Purpose. It’s a word that gets thrown around a lot these days, like ‘badass’ and ‘tribe’. I judge people when they level up one notch on the organically- crafted-hipster-ladder by using this kind of catch-phrase.
I figured out my purpose a long time ago, but it wasn’t until I thought about purpose that I could put it into a fifteen second elevator speech. But let’s face it, fifteen second elevator speeches are for salespeople, not purpose driven folks. I was just thankful that at over 40 years old, I’d been intentional enough to realize what my purpose was.
Purpose is what sustains us, whether we’re aware of it or not.
So here’s a little story from my day at the local holistic healing fair about purpose;
“You’re completely done.” She looked me dead in the eye when she said it. “Just finished with all of it.”
Three decks of cards later (Faerie, Archangel Michael, Angel) it was confirmed by the powers that be that I was jonesin’ for a complete change of course.
But I already knew those things before I sat down didn’t I? We already know as intuitive beings when what once imbued meaning into our lives has vanished. Validation is nice though, isn’t it?
I wandered down a few more aisles at this holistic healing show, and bumped into a soap maker. Not just any soapmaker, but Momtaz, a third-generation soap maker.
Third-effing-generation…let that sink in.

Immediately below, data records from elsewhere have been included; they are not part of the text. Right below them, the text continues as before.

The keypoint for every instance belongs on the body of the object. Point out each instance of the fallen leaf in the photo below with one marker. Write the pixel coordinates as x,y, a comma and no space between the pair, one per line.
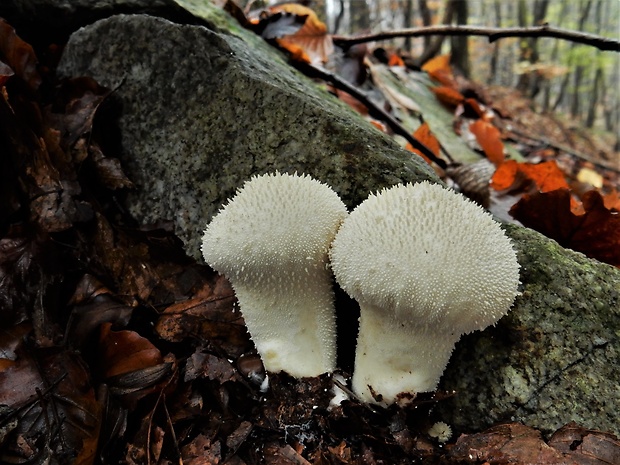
395,60
612,200
596,233
513,176
125,351
280,24
490,139
311,42
19,56
503,444
448,96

I spent some time (and money) at her booth, and casually asked about her Aleppo soap. She informed me that it is the oldest soap recipe in the world. She was passionate about her work, she told me all about the properties of the soap, how you could use it on babies with extreme eczema and fragile skin. She was so happy that I was interested in what she was doing that she gifted me a bar, and in turn, I promised her that I would share it with someone who might need it. That’s purpose.
I made my way methodically through the rows of booths. I admired how these (mostly) women were making their purpose pay.
Until now, I’ve been injecting my purpose into every day life. I thought that was satisfying enough, but more and more I’m feeling like it’s not. My job pays, but my purpose only gets to sneak a peak once in a while in the shadow of my career.
Back to the lady who made twenty bucks reading my cards. She was retired from a job similar in nature to my own. She could relate to how bone-tired I am from caring for other people. The twenty dollars she charged was a small price to pay to be reminded of what I already know I’m meant to be doing.
Whether it ‘s the holistic approach like I tend to take, or the professional approach a la Mike Drak, investing in what we love to do can reap financial rewards later in life.
For many of us, our purpose will have to be injected into our daily grind. And our daily grind will have to include significant time to work on projects that develop our purpose. And this is what will sustain us now, and in the future.